Dear Conferencing Clara—
I’m glad that you find face to face meetings a useful supplement to the work in our online class. I agree, which is why I scheduled several face to face office hours this term (all of which you took advantage of), as well as the week of one-on-one conferences, with face to face option, we just completed. I’m also happy to answer emails, including the many you’ve sent (most of which did, in fact, ask legitimate questions; I do appreciate how seriously you’ve taken the class, and how hard you’ve worked).
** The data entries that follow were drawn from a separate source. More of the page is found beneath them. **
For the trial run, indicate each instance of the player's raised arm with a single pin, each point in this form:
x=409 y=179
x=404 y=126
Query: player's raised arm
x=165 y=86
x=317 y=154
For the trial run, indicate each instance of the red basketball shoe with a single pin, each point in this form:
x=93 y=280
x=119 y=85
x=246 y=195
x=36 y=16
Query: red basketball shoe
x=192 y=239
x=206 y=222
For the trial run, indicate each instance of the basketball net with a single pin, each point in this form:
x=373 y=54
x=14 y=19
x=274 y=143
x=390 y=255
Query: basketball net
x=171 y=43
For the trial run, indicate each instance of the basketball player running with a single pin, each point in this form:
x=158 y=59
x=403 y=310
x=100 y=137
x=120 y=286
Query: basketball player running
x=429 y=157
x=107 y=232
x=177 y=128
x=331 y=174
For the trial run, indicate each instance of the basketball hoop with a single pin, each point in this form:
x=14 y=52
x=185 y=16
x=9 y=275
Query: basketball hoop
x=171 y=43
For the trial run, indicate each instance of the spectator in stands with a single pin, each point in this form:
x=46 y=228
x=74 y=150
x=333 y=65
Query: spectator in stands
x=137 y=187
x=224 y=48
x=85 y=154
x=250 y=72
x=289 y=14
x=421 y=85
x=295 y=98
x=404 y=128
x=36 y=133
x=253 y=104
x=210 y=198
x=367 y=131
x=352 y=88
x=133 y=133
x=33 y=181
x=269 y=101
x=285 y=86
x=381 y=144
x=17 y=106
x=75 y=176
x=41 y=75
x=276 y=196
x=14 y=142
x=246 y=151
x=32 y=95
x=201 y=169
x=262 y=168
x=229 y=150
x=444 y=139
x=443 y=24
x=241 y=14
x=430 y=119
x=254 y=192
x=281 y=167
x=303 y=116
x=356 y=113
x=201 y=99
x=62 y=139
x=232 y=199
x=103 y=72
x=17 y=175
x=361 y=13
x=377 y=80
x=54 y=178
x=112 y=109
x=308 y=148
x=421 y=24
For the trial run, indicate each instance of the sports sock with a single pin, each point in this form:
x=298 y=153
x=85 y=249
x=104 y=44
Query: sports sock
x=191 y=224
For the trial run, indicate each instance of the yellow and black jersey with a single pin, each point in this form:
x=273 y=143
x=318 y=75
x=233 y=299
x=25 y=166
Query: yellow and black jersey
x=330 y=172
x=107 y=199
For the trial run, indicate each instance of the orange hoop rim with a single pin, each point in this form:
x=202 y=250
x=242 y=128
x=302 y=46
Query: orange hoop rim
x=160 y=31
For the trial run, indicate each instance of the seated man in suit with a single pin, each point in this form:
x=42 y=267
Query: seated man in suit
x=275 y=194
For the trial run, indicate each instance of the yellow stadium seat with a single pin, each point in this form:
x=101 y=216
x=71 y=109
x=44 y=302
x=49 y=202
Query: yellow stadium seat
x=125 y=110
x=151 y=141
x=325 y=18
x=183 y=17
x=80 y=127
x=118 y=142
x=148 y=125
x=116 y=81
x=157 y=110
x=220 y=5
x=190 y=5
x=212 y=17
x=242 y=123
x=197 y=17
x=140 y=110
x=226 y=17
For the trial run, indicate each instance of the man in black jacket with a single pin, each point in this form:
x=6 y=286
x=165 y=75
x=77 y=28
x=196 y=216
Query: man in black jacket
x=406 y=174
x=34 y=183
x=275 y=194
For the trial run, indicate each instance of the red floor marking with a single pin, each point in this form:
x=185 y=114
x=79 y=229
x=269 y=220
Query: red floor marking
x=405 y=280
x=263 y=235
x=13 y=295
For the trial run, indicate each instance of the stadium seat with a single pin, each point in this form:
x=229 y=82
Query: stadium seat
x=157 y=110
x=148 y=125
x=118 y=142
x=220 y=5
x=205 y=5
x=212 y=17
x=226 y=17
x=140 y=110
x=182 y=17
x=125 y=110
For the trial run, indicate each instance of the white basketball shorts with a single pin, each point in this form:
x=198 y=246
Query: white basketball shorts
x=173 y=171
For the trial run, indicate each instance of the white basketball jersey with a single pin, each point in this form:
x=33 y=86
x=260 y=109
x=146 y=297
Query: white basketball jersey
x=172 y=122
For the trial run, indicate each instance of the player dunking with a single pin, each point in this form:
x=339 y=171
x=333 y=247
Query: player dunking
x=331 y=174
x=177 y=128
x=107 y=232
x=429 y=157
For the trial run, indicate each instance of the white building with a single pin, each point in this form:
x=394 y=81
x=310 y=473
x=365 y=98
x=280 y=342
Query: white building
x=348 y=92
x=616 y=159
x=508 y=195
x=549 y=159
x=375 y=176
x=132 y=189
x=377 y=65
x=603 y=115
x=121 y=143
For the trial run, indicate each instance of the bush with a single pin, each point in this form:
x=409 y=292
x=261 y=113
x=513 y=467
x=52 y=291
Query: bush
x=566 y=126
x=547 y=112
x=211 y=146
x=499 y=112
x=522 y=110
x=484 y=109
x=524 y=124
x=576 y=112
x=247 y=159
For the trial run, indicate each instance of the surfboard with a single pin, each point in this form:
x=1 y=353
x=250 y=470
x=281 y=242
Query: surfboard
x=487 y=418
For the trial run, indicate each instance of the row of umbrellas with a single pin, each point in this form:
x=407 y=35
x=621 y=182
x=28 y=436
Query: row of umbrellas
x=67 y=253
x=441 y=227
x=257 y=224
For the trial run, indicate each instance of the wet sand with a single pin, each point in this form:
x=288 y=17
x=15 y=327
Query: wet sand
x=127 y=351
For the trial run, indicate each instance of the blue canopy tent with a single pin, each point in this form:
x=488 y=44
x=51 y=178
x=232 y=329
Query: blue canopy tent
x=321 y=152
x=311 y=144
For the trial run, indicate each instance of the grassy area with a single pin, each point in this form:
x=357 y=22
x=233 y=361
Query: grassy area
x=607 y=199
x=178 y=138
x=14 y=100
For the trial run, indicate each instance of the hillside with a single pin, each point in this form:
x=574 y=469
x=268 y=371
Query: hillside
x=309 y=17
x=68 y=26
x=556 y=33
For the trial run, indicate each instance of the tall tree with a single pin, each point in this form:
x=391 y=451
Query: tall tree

But when I post a list of conference times online with more open slots than students, I don’t intend for all the extra slots be claimed, and definitely not by one student, especially one who’s already doing quite well. Nor do I appreciate it when a student seems to be deliberately signing up for the slots that precede an empty slot, then assuming she can stay beyond the appointed end time. I’m especially perturbed by such behavior when I’ve filled in the empty slots with notations such as “lunch,” and “break,” to emphasize that I do occasionally need a breather during these intense conferencing days. I’ve done my best to be polite and helpful and still get you out the door more or less on time, but you don’t seem to read social cues very well (or, rather, you notice me looking at my watch, and ask if someone else is coming, but when I say that we do need to wind things up, you just keep asking questions. Short of walking out the door myself and hoping you follow, I’m not quite sure what to do).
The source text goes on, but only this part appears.